It’s a different world than it was even 10 years ago. Steven MacMartin, a former special agent with the Department of Homeland Security, knows that.

“The lone wolf poses the greatest threat because it's the most difficult to detect,” MacMartin said.

He retired from the DHS in 2011.

“These local white supremacist kind of militia groups have grown and built up," he explained. "And [they] really haven't gotten the attention maybe they should have been getting.”

When it comes to a single person being radicalized online, law enforcement may be unware that they need to watch them.

“They can talk, they can email, they are self-reinforcing in this idea," MacMartin said. "It's very, very, very...it's almost impossible to police it.”

But where does this thinking even start?

“It's moving toward the center," said Yotam Ophir, a professor of communications at the University at Buffalo. "It's not something that's only being spoken off in the dark corners of the internet anymore.”

Ophir studies conspiracy theories and how they’re spread.

White supremacy isn’t new. It's been around for decades. The threat it poses, however, is new, Ophir says.

“Most people will not take a gun and shoot down random people," Ophir said. "However, sometimes it's enough that one person is willing to take it to the next step. It takes only one person to take an AR-15 and shoot down 10 African Americans in Buffalo about a month ago.”

Ophir said white supremacy doesn’t exist in a vacuum.
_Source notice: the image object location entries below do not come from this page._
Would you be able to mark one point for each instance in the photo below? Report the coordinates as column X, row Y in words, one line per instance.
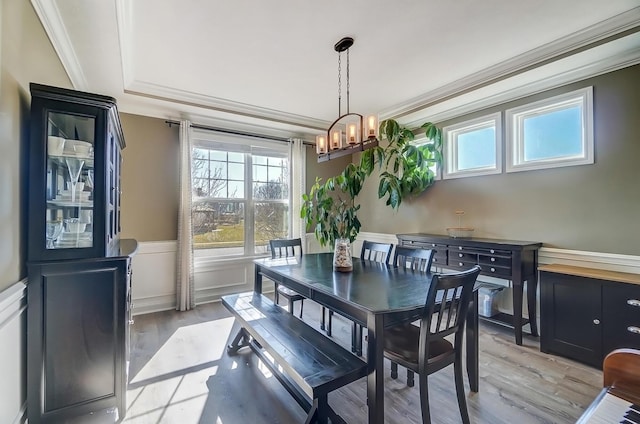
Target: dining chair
column 415, row 259
column 371, row 251
column 424, row 349
column 285, row 248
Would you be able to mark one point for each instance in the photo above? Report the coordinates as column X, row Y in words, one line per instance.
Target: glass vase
column 342, row 260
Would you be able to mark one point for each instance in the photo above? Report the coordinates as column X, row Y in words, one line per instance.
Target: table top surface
column 371, row 286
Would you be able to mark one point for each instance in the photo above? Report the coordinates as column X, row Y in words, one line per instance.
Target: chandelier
column 347, row 134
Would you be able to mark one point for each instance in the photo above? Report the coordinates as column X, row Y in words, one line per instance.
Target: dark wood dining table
column 373, row 295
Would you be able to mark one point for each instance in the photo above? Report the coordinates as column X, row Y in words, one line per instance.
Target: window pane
column 218, row 225
column 236, row 157
column 260, row 173
column 259, row 160
column 218, row 155
column 276, row 173
column 236, row 171
column 217, row 169
column 236, row 189
column 553, row 135
column 200, row 187
column 477, row 149
column 218, row 188
column 270, row 191
column 200, row 153
column 271, row 221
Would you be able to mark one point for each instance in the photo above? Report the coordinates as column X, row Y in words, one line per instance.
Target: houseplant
column 404, row 170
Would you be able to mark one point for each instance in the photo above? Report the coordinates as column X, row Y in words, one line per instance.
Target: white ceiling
column 271, row 64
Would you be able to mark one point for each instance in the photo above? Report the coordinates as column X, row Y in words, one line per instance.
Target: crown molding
column 137, row 105
column 475, row 101
column 160, row 92
column 51, row 20
column 603, row 32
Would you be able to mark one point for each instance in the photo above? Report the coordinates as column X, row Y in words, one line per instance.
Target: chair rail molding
column 13, row 354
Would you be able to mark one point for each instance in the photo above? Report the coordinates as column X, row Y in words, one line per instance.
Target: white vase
column 342, row 260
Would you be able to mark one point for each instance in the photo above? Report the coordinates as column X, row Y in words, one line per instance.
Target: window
column 240, row 195
column 473, row 148
column 550, row 133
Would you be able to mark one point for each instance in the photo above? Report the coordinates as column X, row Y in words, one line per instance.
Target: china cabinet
column 79, row 270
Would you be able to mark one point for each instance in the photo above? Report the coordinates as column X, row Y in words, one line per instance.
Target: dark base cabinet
column 78, row 338
column 587, row 313
column 505, row 259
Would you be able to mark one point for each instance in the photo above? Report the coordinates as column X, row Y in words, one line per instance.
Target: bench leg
column 241, row 340
column 320, row 411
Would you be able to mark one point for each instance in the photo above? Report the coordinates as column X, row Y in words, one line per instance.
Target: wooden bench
column 307, row 363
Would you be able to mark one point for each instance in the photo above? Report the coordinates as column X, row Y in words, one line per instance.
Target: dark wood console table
column 506, row 259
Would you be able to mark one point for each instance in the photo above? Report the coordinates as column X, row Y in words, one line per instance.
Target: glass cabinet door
column 70, row 181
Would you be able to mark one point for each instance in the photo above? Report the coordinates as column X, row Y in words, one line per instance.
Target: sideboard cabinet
column 79, row 270
column 586, row 313
column 505, row 259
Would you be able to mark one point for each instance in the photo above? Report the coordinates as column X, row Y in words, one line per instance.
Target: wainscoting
column 154, row 271
column 13, row 360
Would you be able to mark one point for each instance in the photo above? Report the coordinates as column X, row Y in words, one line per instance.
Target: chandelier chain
column 339, row 84
column 348, row 81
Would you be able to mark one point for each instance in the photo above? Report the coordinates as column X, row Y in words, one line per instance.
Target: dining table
column 374, row 295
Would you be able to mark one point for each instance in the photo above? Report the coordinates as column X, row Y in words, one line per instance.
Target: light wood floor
column 180, row 373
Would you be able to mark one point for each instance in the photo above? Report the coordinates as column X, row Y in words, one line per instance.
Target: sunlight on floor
column 174, row 382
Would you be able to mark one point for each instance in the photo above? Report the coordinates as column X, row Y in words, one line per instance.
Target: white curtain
column 185, row 292
column 297, row 153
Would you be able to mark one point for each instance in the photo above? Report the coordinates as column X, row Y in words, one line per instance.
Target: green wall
column 588, row 207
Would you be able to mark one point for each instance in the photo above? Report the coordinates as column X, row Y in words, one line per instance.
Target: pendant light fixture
column 348, row 134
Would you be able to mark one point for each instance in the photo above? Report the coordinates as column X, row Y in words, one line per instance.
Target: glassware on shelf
column 74, row 166
column 53, row 231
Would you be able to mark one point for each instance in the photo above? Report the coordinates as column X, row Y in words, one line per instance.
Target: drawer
column 457, row 256
column 494, row 260
column 621, row 316
column 461, row 265
column 498, row 271
column 440, row 257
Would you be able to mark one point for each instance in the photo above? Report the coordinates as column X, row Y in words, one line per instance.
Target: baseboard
column 150, row 304
column 21, row 418
column 13, row 334
column 13, row 302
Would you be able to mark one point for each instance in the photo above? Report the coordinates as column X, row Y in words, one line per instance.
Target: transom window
column 240, row 197
column 550, row 133
column 473, row 147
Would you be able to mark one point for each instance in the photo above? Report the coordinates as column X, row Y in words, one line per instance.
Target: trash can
column 488, row 298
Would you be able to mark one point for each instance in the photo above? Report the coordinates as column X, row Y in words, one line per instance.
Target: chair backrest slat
column 284, row 248
column 417, row 259
column 377, row 252
column 448, row 297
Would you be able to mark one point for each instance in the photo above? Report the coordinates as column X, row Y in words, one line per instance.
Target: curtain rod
column 234, row 132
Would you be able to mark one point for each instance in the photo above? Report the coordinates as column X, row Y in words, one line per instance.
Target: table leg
column 472, row 343
column 532, row 290
column 375, row 377
column 517, row 310
column 257, row 279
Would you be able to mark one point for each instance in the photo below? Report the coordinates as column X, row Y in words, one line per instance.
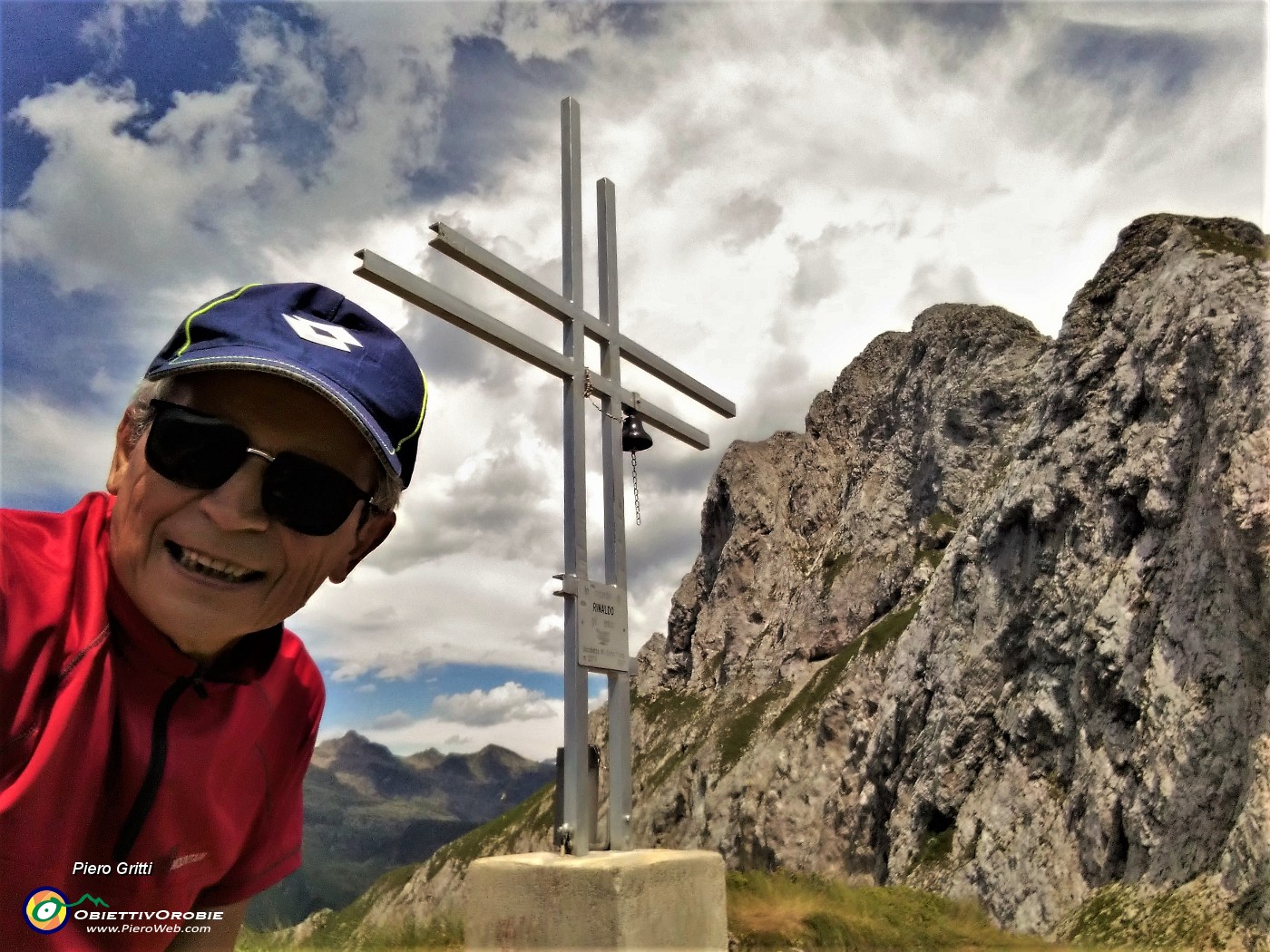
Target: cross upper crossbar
column 425, row 295
column 454, row 244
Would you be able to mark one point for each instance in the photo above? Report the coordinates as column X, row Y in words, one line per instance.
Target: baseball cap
column 317, row 336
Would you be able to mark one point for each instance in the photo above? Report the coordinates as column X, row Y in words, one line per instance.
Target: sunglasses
column 199, row 451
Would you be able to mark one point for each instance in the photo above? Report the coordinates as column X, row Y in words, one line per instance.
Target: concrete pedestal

“These are people who are being indoctrinated in a very systematic, well-oiled machine of online propaganda,” Ophir said.

That's propaganda that you can find with an easy Google search.

Ophir adds that it’s spread along with other misinformation about vaccines, Q-anon, abortion and more. He says it can lead you down a rabbit hole that ends with discussions and topics like the white replacement conspiracy.

“It's really easy to solve those tensions by just saying, 'oh, you know, it's the globalists, it's the Jews, it's the feminists, it's the non-white people who are working towards destroying us," Ophir said. "It's often tempting and easier that there is a group of others who are working in the shadows to destroy our lives than to accept that life is kind of random. In fact, in Buffalo specifically, we saw how social anxieties around COVID-19 kind of interacted with white supremacy.”

It’s an easy “answer” to problems people might face that can have deadly interactions.

“The combination of a very toxic and unregulated information environment with the unbelievable ease in which you can you can obtain guns in this country are colliding together in a way that they're just going to explode again,” Ophir explained.

So what can be done?

Ophir says it comes down to holding social media companies accountable, regulating information, and education, especially for younger people being exposed to misinformation.

Without that, MacMartin says there needs to be more trained, armed guards, and regular, active shooter drills must be run. He recommends that because, in all likelihood, we will see tragedy like the Tops shooting again.

“I hate to say that we need this. We need it in churches or we or we need it in schools," MacMartin said. "But the simple fact is culturally and sociologically at this moment, we do.”